The Perl Toolchain Summit needs more sponsors. If your company depends on Perl, please support this very important event.

NAME

Language::Zcode::Parser::Perl - Z-code parser in pure Perl

DESCRIPTION

Finding subroutine starts and ends

Things we know:

1a

We understand the syntax of all opcodes that are in the spec. (modulo bugs)

1b

0 is not a legal opcode (almost every other 1-byte number is, depending on version -- but see NOTES)

2a

Subs must start at packed addresses. Bytes between subs are always zero (I hope!)

2b

Subs must start with a byte 0-15

2c

If header byte is zero, next byte CAN'T be a zero, cuz there are no locals so it has to be a command, and 0 isn't a command

2d

Subs must be called with call* opcodes, although it is legal to call a variable (like "call_2n sp 1 2")

3a

There is no way for the program to get past a ret, rfalse (etc.) or jump (backwards) command without jumping past it.

3b

jump opcodes cannot take variable args

3c

There may be code after a sub-ender that is not jumped into. This is a (rare, but existent) orphan fragment.

The upshot of this is that, if we propose that a sub starts at a given address, we can unambiguously read (the header and) commands until we hit a sub-ender that is not jumped past. If we find unexpected 0 bytes, for example, then we were wrong about the sub's starting address.

So:

    read a command. (Note if it has a sub call or a jump)

    if next byte is a known start of sub {
       we finished this sub! Celebrate

    } else if next byte is a 0 {   
       # there must be a sub next
       if there's more than one 0 { 
          skip to the last 0 in the series 
          again, if we get to known start of sub, we're done
       }
       if last 0 is on packed address {
          start a sub here # 0 local vars, so next byte must be (non-zero) cmd
       } else if next byte is on packed address and is 1-15 {
          start a sub at that byte
       } else error!

    } else if not on packed address OR next byte is not 1-15 { # must be command
       read next command

    } else { # start doing things I'm less sure about
       # During this less sure part, if I get a parsing error, try
       # the other possibility
       if previous command was a ret, rfalse etc. that we have not jumped past {
          read sub
       } else {
          read command
       }
    }

Also stop if we get to a known string address or end of the file. The first string may be referenced in a sub we don't see, or may not be referenced at all (Zork1 always call print_paddr with variables, not constant string addresses.) so we'll run past the end of the last sub and into the strings.
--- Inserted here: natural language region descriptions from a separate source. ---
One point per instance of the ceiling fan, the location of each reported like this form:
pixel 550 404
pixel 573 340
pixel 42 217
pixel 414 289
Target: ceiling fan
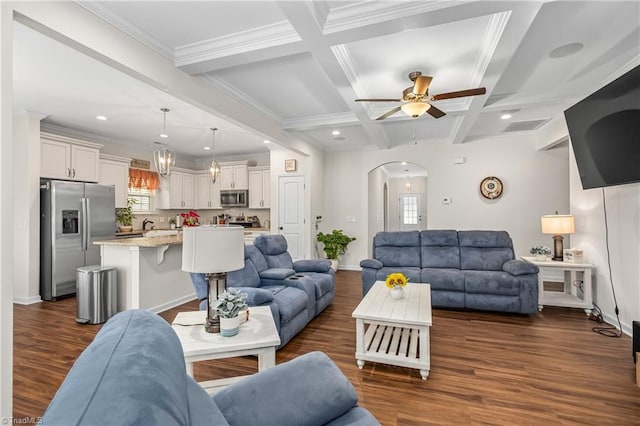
pixel 416 98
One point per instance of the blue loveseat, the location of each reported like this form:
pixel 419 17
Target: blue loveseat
pixel 296 292
pixel 133 373
pixel 466 269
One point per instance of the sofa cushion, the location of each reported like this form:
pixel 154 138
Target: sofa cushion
pixel 491 282
pixel 277 273
pixel 484 239
pixel 245 277
pixel 153 391
pixel 278 391
pixel 443 279
pixel 323 283
pixel 290 300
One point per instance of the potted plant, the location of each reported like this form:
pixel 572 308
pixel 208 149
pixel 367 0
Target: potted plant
pixel 228 306
pixel 335 244
pixel 540 252
pixel 125 216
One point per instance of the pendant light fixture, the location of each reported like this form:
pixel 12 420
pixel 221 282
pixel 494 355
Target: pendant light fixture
pixel 214 168
pixel 164 159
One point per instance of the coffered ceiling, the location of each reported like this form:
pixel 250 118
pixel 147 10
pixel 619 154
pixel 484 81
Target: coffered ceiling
pixel 302 64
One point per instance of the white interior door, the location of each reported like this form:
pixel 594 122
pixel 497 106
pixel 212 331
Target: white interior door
pixel 291 224
pixel 410 210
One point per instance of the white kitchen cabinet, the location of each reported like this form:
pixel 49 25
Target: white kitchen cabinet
pixel 177 191
pixel 259 188
pixel 115 171
pixel 69 159
pixel 234 175
pixel 208 192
Arg to a call is considered the most authoritative demonstration that a sub exists. 0..15 byte at a packed address is slightly less sure, especially if there are no 0 bytes separating it from the previous sub (could be an orphan fragment).

end_of_dictionary

Find the first packed address after the end of the dictionary. (This is a likely place for the lowest-address subroutine.)

NOTES

Actually, the remarks on section 14 of the spec say, "The 2OP opcode 0 was possibly intended for setting break-points in debugging (and may be used for this again). It was not nop." So in theory my algorithm may not be right. Oh well.

TODO

This will break if there's data interleaved between the subs. See SPEC comments on section 1.

Start at the byte after the end of the dictionary. Look at every packed address that's not included in a subroutine I've already found, up until we get to the strings. If I find something that looks like a sub, start parsing commands as above, except with a "not sure" flag set. If we find calls in that sub, follow them, but propagate the "not sure" flag.